Service Learning Benefits All Involved
SF State exceptional community involvement earns it a spot in a new book featuring colleges with a conscience
August 18, 2005 8:38 PM
SF State is once again being recognized for its community involvement by being profiled in a new book, “Colleges with a Conscience: 81 Great Schools with Outstanding Community Involvement."
SF State was chosen out of 900 universities across the nation to be profiled in the new book from the Princeton Review, due to the university’s involvement in community service learning (CSL) courses.
The Community Service Learning Program is a program of the San Francisco Urban Institute and began at SF State in 1997. Students in CSL-eligible classes can elect to earn extra units by completing a minimum of 20 hours of outside volunteer and community service duties.
During the 2004-2005 school year, 7,043 SF State students took part in the programs, according to Emilie Bromet-Bauer, the program director for the Office of Community Service learning. This semester there are 46 different departments that offer CSL courses, with approximately 73 different courses to choose from Bromet-Bauer said.
“There are a lot of advantages for a student in a community service learning course that they might not get in a regular course,” said Bromet-Bauer. “We provide the course grades, units, and hours of service (on transcripts), that’s really important when you are applying for grad school or applying for a job.
“Some jobs ask for transcripts and they will see that you have experience in the field.”

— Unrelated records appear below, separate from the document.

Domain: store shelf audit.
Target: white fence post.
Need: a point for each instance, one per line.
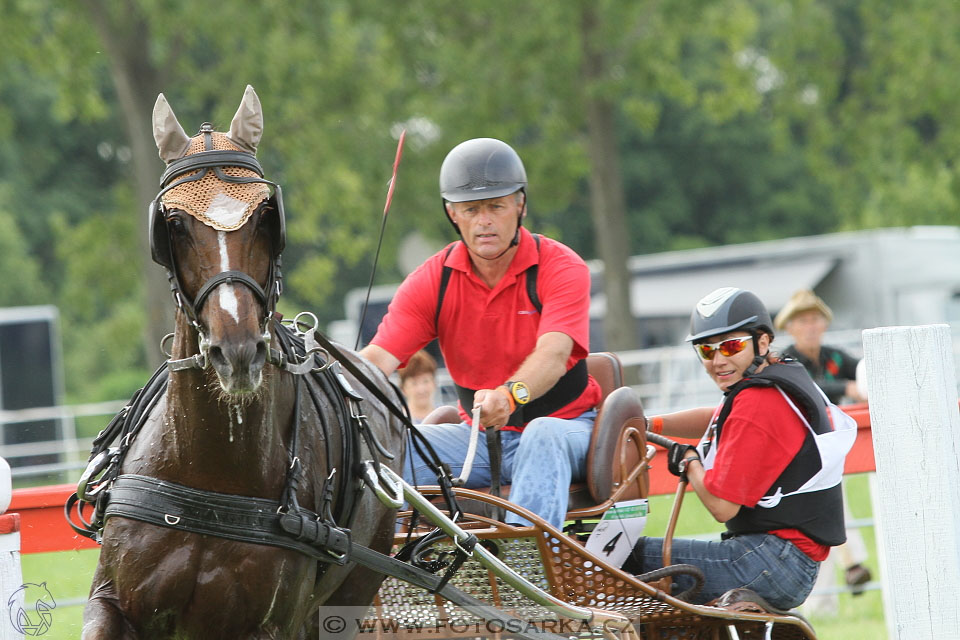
(916, 440)
(11, 577)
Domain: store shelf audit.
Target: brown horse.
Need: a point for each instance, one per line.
(232, 422)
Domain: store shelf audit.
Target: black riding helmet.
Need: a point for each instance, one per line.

“Sometimes you learn something in a course, but it’s important to apply it to real life and get some practical hands-on experience,” Bromet-Bauer said. “At the same time, (students) are helping the community.
“They are making a difference.”
Dance major Jennifer Phoenix, 29, participated in a dance-oriented CSL course last fall, teaching dance and coordinating dance recitals for underprivileged youth in Visitacion Valley. She is taking the same course again this year, but this time she will be setting up the curriculum for the youth class.
“It’s a huge joy,” Phoenix said. “But it’s definitely not an easy process.
“It takes work, it takes effort.”
“It’s the real world,” said dance and music Professor Albirda Rose. “People getting degrees need to know what the real world is, and this is it.”
Rose coordinated the Visitacion Valley dance program, and received an award last year from the Office of Community Service Learning for her efforts.
“I like being able to watch the growth and the shock of the students leaving (SF State) and going into communities they’ve never been to and realizing the world is much larger than them.”
A list of departments that offer community service courses, as well as a brief description of the courses, can be found at www.sfsu.edu/~ocsl/ descrip
. The last day to add a class is Friday, September 9.